Finns call the shots in cold country with hot bar scene

They're a melancholy lot, these Finns, and they'll readily sigh and say so, even before the first shot is poured.

Radical weather that veers from 24-hour sunlight to weeks of near-constant darkness and arthritic cold, with oodles of gloom in between, warps the soul. So does being squeezed geographically, politically and culturally between those ever-so-fun Swedes and Russians.

Such a doomed legacy apparently drives a people to distill liquor out of pine tar and obscure berries and decorate their watering holes with reindeer antlers and Soviet army gear. It causes them to rumba and rap and ruminate over the connections between native classical composer Sibelius and local heavy-metal meisters Lordi. And of course, it makes them lose control of their ää's, ööö's and üüüü's.

But happily for tourists, it also has inspired entrepreneurs to create a diverse, distinctive and spirit-lifting urban nightlife scene that simply must be ingested to be believed — preferably in the deadest dead of Scandinavian winter. Only connoisseurs of the ödd need venture forth.

If you're flying Finnair, you can ease into your mission on the trans-Atlantic flight, where in business class they offer mini-bottles of Lakka, a golden liqueur derived from cloudberries. What else would you drink at 35,000 feet, if not essence of cloudberry? It's cough-syrup sweet and therefore ideal for washing away the taste of too-ripe smoked salmon.

After touching down (most likely in fog), you can plot your Nordic night-crawl. The options are said to be more glamorous in Stockholm and more exotic in Tallinn, Estonia. But Helsinki, which competes with those nearby capitals for tourists from Japan, Russia, Germany, Canada and the USA, has the edge in numbers. The city's center boasts several dozen out-of-the-ordinary bars, cocktail lounges, nightclubs and performance venues, along with dozens more standard-issue places, all serving a metro area population of 1 million.

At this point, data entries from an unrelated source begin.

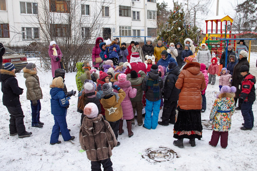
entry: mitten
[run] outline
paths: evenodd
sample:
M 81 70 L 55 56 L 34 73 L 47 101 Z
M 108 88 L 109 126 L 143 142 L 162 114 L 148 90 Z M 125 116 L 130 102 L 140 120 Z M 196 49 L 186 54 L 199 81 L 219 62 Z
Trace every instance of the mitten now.
M 118 85 L 113 85 L 113 88 L 116 89 L 116 90 L 117 90 L 118 91 L 119 91 L 119 89 L 120 89 L 120 87 L 119 87 L 119 86 Z
M 36 101 L 36 100 L 32 100 L 33 106 L 36 106 L 37 104 L 38 104 L 38 101 Z

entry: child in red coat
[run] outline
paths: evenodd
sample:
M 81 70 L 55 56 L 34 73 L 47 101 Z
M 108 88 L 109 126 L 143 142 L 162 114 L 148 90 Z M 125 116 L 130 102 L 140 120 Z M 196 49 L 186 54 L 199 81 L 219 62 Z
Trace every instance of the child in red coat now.
M 211 85 L 214 85 L 216 82 L 216 76 L 218 76 L 218 65 L 217 64 L 218 60 L 216 58 L 212 58 L 211 59 L 212 64 L 210 65 L 208 68 L 208 73 L 209 73 L 209 83 L 208 84 L 211 84 Z

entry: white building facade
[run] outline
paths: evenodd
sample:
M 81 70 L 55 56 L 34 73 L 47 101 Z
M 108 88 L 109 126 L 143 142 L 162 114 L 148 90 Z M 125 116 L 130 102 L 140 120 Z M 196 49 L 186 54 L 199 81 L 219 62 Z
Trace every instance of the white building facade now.
M 50 30 L 56 37 L 90 36 L 92 43 L 98 36 L 104 40 L 121 36 L 120 42 L 126 43 L 143 42 L 144 37 L 139 36 L 153 40 L 157 36 L 156 1 L 0 0 L 0 42 L 27 45 L 42 41 Z M 75 27 L 69 28 L 68 35 L 65 22 L 70 13 L 74 13 Z M 96 28 L 94 32 L 93 24 Z M 42 30 L 44 27 L 50 29 Z M 74 31 L 78 28 L 79 33 Z

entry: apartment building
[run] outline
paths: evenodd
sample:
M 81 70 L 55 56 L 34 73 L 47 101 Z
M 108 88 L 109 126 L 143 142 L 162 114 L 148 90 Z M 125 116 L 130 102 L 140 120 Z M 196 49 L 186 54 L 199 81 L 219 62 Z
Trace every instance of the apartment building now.
M 154 40 L 156 11 L 156 0 L 0 0 L 0 42 L 26 45 L 45 41 L 47 34 L 91 43 L 98 36 Z

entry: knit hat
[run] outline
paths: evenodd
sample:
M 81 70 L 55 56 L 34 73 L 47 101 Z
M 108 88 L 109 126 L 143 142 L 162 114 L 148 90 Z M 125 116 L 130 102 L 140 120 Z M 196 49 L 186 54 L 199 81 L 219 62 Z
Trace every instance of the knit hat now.
M 244 56 L 244 58 L 247 58 L 248 55 L 247 52 L 244 50 L 241 50 L 239 54 Z
M 105 80 L 105 78 L 107 77 L 109 77 L 109 75 L 108 75 L 108 74 L 106 72 L 104 72 L 100 74 L 99 80 L 105 82 L 104 80 Z
M 63 79 L 64 79 L 65 75 L 65 71 L 61 68 L 58 68 L 54 71 L 54 78 L 61 77 Z
M 127 80 L 127 75 L 124 73 L 121 73 L 118 75 L 118 81 L 119 82 L 124 82 Z
M 52 45 L 53 45 L 53 44 L 56 44 L 56 45 L 57 44 L 56 41 L 53 41 L 50 42 L 50 46 L 52 46 Z
M 204 63 L 200 63 L 200 71 L 203 71 L 203 70 L 206 69 L 206 65 L 205 65 L 205 64 L 204 64 Z
M 176 66 L 177 66 L 177 65 L 175 63 L 171 62 L 168 65 L 168 68 L 169 69 L 174 69 Z
M 119 72 L 116 72 L 115 73 L 115 74 L 114 74 L 114 80 L 118 80 L 118 76 L 119 76 L 119 75 L 120 74 L 120 73 Z
M 151 71 L 157 71 L 158 72 L 158 66 L 157 65 L 152 65 L 152 67 L 151 67 Z
M 245 65 L 240 67 L 240 72 L 249 72 L 249 67 Z
M 36 67 L 36 65 L 34 63 L 28 63 L 27 64 L 26 66 L 26 68 L 28 69 L 32 69 L 33 68 L 35 68 Z
M 4 68 L 5 70 L 11 71 L 13 69 L 15 68 L 14 65 L 12 63 L 8 63 L 5 64 Z
M 231 49 L 233 47 L 232 47 L 231 45 L 229 45 L 229 46 L 228 46 L 228 49 Z
M 130 77 L 132 79 L 136 79 L 138 77 L 138 75 L 137 75 L 137 71 L 136 71 L 134 70 L 131 71 L 131 72 L 130 72 Z
M 87 94 L 95 91 L 95 85 L 91 83 L 86 82 L 84 84 L 84 92 Z
M 88 103 L 84 108 L 84 115 L 88 118 L 93 119 L 97 117 L 99 111 L 96 104 L 94 103 Z
M 139 58 L 139 53 L 133 52 L 131 54 L 131 57 L 133 58 Z
M 111 64 L 112 64 L 112 63 L 113 63 L 113 61 L 112 61 L 111 60 L 108 60 L 107 61 L 105 61 L 105 65 L 111 65 Z
M 63 88 L 63 87 L 64 87 L 64 83 L 63 83 L 63 78 L 61 77 L 54 78 L 52 80 L 52 84 L 50 86 L 50 87 Z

"In the past, we (Finland) haven't been too successful in things, but that's changing now," says Anders Westerholm, 26, who, with business partner Matti Sarkkinen, owns a nightlife magazine, a Japanese restaurant and Vinyl, a cocktail lounge/record shop. "During the past five years, people have been putting up many bars, restaurants and design shops — young people doing places for other young people."

Insiders tout the places with the coolest DJs (Redrum, We Got Beef), glitziest interiors (Lux, Ahjo Club, members-only Bläk) and gayest clientele (DTM, Lost & Found). But the uniqueness of the city's scene emerges only if one pokes around the edges:

Viva vengeance! Don't tell Fidel (or Raúl), but 4-month-old Cuba! is the most decadent new club on the scene. This cavernous space is grungy and the Latin house music is groovy, but the gimmicks are what spur the rebels. There's a cocktail menu highlighted by $11 "Guantanamojitos," with names such as "Bloody Communist," "Missile Crisis" and "Sparkling Revolution." For $2,175, a group of up to 10 can rent its own "Personal Jesus," who dons a robe and a long-haired wig and keeps serving those cocktails all night. Folks in need of further stress relief also can pay to destroy things: $725 for a chair, $1,450 for a table, and $725,000 for the entire interior. To date, Personal Jesus has been hired twice, and just one chair has been sacrificed. "Smashed in the stairwell," says managing partner Riku Stenros, referring, presumably, to the chair.